I searched around for Questions of the Day on TPT and while there were some options for high school/transition age, no single resource met my needs. So, I started creating!

As a teacher who thrives on consistency and routine, I needed the questions to be both topical and thematic. I started a Google doc and wrote down 20-something different topics that my students and I focus on in our school day (think restaurant etiquette, hygiene, and feelings). I choose to sprinkle in some light questions as well (think fun and This or That), mainly because I would want to start the school year with get-to-know-you type questions where there were no wrong answers for the students who were new to me and my classroom.

How did I come up with the questions you ask? A large percentage of the questions are based on my actual experiences as a transition teacher, therefore you know they will be applicable to your life skills classroom.
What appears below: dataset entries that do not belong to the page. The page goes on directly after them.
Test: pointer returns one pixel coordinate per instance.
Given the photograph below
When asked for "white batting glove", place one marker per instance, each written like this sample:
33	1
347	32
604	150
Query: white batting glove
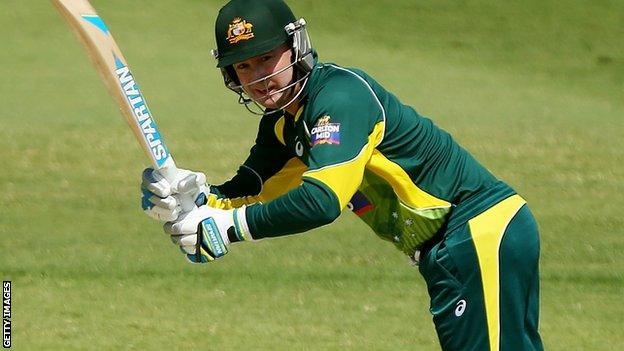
159	197
204	233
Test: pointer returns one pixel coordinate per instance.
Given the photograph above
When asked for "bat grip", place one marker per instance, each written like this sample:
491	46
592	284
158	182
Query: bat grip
187	203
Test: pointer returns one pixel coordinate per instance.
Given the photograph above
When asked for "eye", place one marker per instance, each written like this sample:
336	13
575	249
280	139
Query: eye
241	66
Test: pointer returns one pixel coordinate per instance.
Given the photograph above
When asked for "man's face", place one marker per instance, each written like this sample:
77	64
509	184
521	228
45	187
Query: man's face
257	67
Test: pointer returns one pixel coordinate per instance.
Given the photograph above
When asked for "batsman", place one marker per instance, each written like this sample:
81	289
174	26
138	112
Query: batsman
331	138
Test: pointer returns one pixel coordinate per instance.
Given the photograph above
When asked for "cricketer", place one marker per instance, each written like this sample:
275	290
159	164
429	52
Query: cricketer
331	138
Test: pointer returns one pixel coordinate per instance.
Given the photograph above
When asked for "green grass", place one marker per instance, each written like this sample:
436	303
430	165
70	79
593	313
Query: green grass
535	89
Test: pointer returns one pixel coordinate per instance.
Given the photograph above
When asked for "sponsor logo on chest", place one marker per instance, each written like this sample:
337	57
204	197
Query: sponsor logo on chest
325	132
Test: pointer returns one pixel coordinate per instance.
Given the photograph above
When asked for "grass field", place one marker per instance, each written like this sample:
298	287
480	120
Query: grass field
535	89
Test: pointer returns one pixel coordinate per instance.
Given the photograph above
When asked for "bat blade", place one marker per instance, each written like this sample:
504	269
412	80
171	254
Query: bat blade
112	66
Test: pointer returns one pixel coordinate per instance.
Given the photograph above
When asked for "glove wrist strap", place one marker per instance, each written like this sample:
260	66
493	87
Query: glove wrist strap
240	231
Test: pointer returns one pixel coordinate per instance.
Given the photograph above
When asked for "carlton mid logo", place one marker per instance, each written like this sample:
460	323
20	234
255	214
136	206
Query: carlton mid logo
325	132
239	30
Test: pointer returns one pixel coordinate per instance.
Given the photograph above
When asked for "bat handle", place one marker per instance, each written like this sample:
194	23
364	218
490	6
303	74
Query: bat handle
185	187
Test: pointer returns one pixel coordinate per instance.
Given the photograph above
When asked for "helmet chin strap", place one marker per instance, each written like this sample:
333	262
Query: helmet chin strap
246	99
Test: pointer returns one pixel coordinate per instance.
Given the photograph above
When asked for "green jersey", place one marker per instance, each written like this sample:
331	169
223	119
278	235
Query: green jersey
354	145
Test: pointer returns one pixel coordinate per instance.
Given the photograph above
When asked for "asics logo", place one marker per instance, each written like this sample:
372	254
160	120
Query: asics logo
460	308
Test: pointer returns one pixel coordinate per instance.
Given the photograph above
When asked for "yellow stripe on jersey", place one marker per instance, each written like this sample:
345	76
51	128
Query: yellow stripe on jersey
344	178
279	130
408	192
487	231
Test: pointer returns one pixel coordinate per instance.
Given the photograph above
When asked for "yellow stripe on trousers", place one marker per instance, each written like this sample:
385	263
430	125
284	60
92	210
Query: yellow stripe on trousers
487	230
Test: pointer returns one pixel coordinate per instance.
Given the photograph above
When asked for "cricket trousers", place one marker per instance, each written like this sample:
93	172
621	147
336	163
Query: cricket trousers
483	281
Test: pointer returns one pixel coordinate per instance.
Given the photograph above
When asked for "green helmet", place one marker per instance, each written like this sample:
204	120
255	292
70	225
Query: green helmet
248	28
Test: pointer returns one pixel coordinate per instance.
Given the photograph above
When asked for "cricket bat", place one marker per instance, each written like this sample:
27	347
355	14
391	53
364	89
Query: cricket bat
121	84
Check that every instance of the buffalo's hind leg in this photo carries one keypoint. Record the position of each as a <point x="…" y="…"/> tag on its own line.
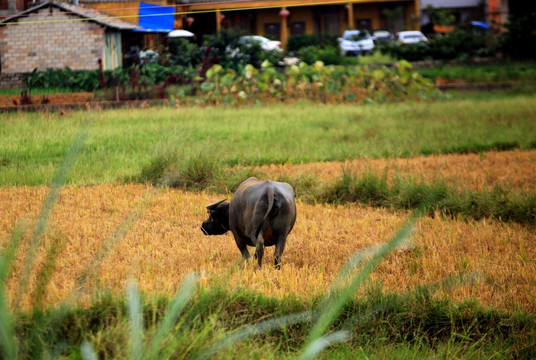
<point x="278" y="253"/>
<point x="259" y="249"/>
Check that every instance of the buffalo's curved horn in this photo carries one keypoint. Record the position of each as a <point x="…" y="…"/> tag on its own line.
<point x="213" y="205"/>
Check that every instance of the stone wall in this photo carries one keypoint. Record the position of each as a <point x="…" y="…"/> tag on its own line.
<point x="56" y="44"/>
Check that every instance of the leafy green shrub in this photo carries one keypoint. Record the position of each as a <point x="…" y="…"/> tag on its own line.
<point x="185" y="53"/>
<point x="329" y="55"/>
<point x="297" y="42"/>
<point x="519" y="39"/>
<point x="317" y="82"/>
<point x="224" y="48"/>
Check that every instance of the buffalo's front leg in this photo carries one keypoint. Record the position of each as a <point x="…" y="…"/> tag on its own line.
<point x="243" y="248"/>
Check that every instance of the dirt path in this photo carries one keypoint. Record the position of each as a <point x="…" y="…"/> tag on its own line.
<point x="62" y="98"/>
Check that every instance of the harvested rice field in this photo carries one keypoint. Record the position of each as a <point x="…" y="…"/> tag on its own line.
<point x="512" y="170"/>
<point x="163" y="242"/>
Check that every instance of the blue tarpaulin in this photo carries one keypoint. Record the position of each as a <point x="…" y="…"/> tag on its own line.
<point x="481" y="24"/>
<point x="155" y="18"/>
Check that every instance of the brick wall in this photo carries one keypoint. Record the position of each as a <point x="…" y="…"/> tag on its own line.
<point x="76" y="44"/>
<point x="12" y="81"/>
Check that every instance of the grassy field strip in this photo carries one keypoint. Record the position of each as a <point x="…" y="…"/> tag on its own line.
<point x="515" y="170"/>
<point x="121" y="143"/>
<point x="166" y="243"/>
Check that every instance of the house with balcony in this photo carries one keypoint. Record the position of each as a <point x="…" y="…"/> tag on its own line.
<point x="276" y="18"/>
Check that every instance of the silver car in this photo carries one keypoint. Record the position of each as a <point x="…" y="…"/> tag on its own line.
<point x="410" y="37"/>
<point x="355" y="42"/>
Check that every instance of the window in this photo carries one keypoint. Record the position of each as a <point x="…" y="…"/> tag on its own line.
<point x="297" y="28"/>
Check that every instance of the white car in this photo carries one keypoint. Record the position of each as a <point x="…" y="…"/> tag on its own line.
<point x="355" y="42"/>
<point x="410" y="37"/>
<point x="266" y="44"/>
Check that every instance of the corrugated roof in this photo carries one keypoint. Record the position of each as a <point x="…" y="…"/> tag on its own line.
<point x="80" y="10"/>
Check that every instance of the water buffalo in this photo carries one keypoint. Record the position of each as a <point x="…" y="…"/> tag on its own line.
<point x="261" y="213"/>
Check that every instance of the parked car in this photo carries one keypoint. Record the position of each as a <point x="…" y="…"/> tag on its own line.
<point x="410" y="37"/>
<point x="382" y="36"/>
<point x="266" y="44"/>
<point x="355" y="42"/>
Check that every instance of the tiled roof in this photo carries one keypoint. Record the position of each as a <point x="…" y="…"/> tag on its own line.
<point x="80" y="10"/>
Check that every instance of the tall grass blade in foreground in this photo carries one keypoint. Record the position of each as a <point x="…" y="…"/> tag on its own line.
<point x="171" y="315"/>
<point x="253" y="330"/>
<point x="87" y="351"/>
<point x="58" y="182"/>
<point x="317" y="346"/>
<point x="7" y="335"/>
<point x="135" y="315"/>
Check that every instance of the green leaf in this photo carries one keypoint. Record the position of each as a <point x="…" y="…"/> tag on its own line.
<point x="207" y="86"/>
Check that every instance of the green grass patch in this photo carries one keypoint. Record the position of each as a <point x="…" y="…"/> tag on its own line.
<point x="482" y="73"/>
<point x="122" y="144"/>
<point x="379" y="323"/>
<point x="373" y="190"/>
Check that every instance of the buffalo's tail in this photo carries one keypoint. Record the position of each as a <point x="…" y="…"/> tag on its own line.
<point x="272" y="209"/>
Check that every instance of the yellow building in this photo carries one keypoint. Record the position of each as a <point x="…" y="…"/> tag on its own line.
<point x="278" y="18"/>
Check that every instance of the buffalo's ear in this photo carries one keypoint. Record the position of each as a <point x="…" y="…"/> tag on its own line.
<point x="214" y="205"/>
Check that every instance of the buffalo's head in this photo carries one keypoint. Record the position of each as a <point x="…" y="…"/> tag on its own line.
<point x="218" y="219"/>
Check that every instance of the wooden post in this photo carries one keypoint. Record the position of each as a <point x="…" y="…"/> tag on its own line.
<point x="351" y="21"/>
<point x="284" y="13"/>
<point x="218" y="20"/>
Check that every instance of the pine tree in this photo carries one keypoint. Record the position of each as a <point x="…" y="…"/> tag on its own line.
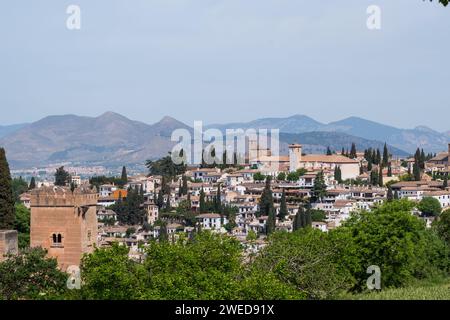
<point x="32" y="184"/>
<point x="124" y="176"/>
<point x="7" y="211"/>
<point x="283" y="207"/>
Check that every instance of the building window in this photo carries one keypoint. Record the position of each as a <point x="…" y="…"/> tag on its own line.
<point x="57" y="240"/>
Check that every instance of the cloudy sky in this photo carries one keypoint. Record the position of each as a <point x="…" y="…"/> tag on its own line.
<point x="226" y="60"/>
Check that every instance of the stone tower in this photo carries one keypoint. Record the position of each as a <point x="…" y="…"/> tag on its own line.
<point x="64" y="223"/>
<point x="8" y="243"/>
<point x="295" y="156"/>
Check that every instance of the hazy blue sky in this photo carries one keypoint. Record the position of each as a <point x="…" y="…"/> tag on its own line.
<point x="226" y="60"/>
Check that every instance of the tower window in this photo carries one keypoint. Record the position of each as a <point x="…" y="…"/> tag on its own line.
<point x="57" y="240"/>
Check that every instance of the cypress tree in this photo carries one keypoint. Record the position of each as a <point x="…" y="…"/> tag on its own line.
<point x="389" y="170"/>
<point x="271" y="221"/>
<point x="283" y="207"/>
<point x="185" y="187"/>
<point x="396" y="197"/>
<point x="380" y="177"/>
<point x="416" y="171"/>
<point x="266" y="201"/>
<point x="160" y="201"/>
<point x="298" y="220"/>
<point x="378" y="156"/>
<point x="385" y="155"/>
<point x="124" y="176"/>
<point x="7" y="211"/>
<point x="308" y="219"/>
<point x="202" y="201"/>
<point x="32" y="184"/>
<point x="337" y="174"/>
<point x="390" y="195"/>
<point x="218" y="200"/>
<point x="353" y="151"/>
<point x="319" y="188"/>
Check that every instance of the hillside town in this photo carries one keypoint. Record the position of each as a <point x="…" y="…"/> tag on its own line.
<point x="246" y="202"/>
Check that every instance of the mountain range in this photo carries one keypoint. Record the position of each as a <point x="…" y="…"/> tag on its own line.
<point x="405" y="139"/>
<point x="112" y="139"/>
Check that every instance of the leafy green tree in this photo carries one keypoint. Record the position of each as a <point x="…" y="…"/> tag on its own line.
<point x="305" y="259"/>
<point x="62" y="177"/>
<point x="393" y="239"/>
<point x="108" y="274"/>
<point x="442" y="226"/>
<point x="206" y="268"/>
<point x="31" y="276"/>
<point x="6" y="194"/>
<point x="283" y="207"/>
<point x="22" y="225"/>
<point x="317" y="215"/>
<point x="293" y="176"/>
<point x="429" y="206"/>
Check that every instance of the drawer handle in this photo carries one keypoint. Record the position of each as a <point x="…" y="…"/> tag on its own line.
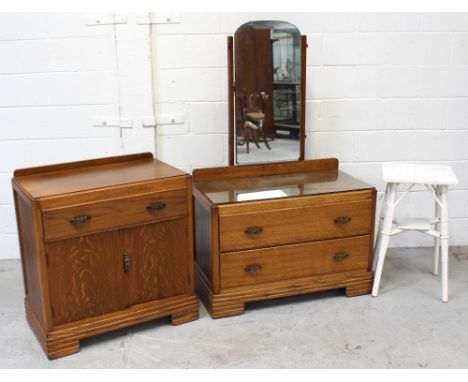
<point x="253" y="230"/>
<point x="156" y="207"/>
<point x="253" y="268"/>
<point x="126" y="262"/>
<point x="342" y="220"/>
<point x="340" y="256"/>
<point x="80" y="219"/>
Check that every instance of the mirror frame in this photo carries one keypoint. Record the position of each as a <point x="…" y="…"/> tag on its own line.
<point x="231" y="102"/>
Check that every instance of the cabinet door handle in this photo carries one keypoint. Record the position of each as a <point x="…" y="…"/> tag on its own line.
<point x="156" y="206"/>
<point x="80" y="219"/>
<point x="253" y="230"/>
<point x="340" y="256"/>
<point x="253" y="268"/>
<point x="342" y="219"/>
<point x="126" y="262"/>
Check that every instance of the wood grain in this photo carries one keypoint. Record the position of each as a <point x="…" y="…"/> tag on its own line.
<point x="78" y="286"/>
<point x="294" y="261"/>
<point x="294" y="252"/>
<point x="113" y="213"/>
<point x="65" y="339"/>
<point x="231" y="89"/>
<point x="294" y="225"/>
<point x="66" y="180"/>
<point x="258" y="170"/>
<point x="303" y="95"/>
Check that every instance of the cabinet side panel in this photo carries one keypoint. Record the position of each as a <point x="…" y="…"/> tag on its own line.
<point x="203" y="237"/>
<point x="29" y="253"/>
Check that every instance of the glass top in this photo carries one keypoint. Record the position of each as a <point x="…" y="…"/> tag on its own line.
<point x="279" y="186"/>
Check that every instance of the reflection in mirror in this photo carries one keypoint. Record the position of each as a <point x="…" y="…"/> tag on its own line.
<point x="267" y="92"/>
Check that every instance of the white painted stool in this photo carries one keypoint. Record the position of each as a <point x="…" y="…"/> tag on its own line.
<point x="436" y="179"/>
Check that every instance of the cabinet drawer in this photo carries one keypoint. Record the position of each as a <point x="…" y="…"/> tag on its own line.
<point x="294" y="225"/>
<point x="294" y="261"/>
<point x="114" y="213"/>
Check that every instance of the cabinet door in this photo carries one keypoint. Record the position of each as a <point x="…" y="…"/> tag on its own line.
<point x="85" y="276"/>
<point x="159" y="260"/>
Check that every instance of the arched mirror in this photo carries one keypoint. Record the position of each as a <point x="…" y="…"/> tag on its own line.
<point x="266" y="63"/>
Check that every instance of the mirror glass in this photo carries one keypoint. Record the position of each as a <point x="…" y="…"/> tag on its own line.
<point x="267" y="59"/>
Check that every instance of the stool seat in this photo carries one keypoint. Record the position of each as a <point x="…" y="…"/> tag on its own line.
<point x="418" y="173"/>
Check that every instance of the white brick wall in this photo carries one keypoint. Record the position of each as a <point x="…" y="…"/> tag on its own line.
<point x="380" y="87"/>
<point x="56" y="75"/>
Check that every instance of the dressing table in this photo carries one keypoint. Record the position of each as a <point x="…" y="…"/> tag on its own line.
<point x="272" y="224"/>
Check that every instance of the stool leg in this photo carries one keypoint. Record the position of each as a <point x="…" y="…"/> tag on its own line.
<point x="379" y="228"/>
<point x="437" y="228"/>
<point x="385" y="235"/>
<point x="444" y="240"/>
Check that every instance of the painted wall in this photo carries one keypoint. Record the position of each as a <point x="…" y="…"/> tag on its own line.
<point x="380" y="87"/>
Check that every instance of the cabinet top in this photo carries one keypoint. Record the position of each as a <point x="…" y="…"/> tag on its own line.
<point x="39" y="182"/>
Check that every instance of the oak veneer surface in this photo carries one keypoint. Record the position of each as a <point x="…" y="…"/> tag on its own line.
<point x="76" y="179"/>
<point x="105" y="244"/>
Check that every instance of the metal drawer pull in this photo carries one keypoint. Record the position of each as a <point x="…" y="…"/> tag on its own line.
<point x="340" y="256"/>
<point x="342" y="220"/>
<point x="252" y="268"/>
<point x="253" y="230"/>
<point x="80" y="219"/>
<point x="126" y="262"/>
<point x="156" y="207"/>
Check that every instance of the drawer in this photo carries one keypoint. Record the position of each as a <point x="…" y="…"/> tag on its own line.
<point x="91" y="217"/>
<point x="294" y="261"/>
<point x="294" y="225"/>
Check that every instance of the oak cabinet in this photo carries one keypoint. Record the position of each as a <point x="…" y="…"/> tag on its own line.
<point x="105" y="244"/>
I wanted the questions to be a mix of ‘I want to get to know you better’ and ‘let’s talk about how you would and should handle that situation.’ I’ve shortened that long winded description to- personal and situational questions.

Since my morning routine runs Monday through Friday, I needed the questions to be grouped in 5’s- so a topic could last a full week.

Lastly, I wanted some flexibility with how my students and I choose a question to answer. I wanted to have a basket on my desk where a student could pull a question from it each morning, but I also wanted the ability to throw the cards in my community bag and head out to a sit-down restaurant. Thus, I wanted/need an individual question slip version and a 5 questions on 1 card version (think task card size-there is even a mark on the cards for a hole punch- because I like my cards to line up nicely on a ring).

So, I created both!

The questions are the same and offer flexibility with the order of the topics and with how student- involved you want the resource to be.

Since I like my resource to be multi-purpose, I plan to use the Question of the Day in different ways.

The 5 OTHER Ways:

  1. Substitute Activity- If you have a substitute teacher and know that there will be some down time, give them a few questions and have them ask each student. Or, encourage the substitute to ask the questions one-to-one during unstructured (like lunch) time.

  2. Lunchtime Conversation Starters- Post 1 or more of these questions during lunch time or at the end of cooking class when everyone is enjoying their meal. Get the conversation going amongst the students!

  3. Writing Prompts- Use the questions as a writing prompt, especially if they are working on emailing. Students could send the question to a peer to answer or write up their answer and email it to you! (want consumer math reading passages with writing prompts?)

  4. Assessment Questions- Teaching your students about Personal Information, Group Safety, or Asking for Help, then use these 5 questions as a form of assessment (responses can be verbal, written, or multiple choice. *Multiple choice answers not included)

  5. Gather IEP Baseline Data- If you are assessing how a student would handle a situation, use these questions to gather Present Level of Performance data. (Even while writing this resource I triggered my own brain with new goal ideas!)

  6. Bonus- Student Choice and Responsibility- Give your student the choice between a variety of questions (using the individual slips) and then have them announce the question to the class OR put a student in charge of hanging a new question (using the individual slips) each morning!

The final product includes 200 questions because I wanted to have options and enough questions to last me through a school year and ESY, 2 options for printing, and covers 30+ topics relevant to high school and transition age students.

I really hope you find this resource to be just want you need to get to know your students better, offers a catalyst for discussing how to handle situations, and is appropriate for your high school and transition age students!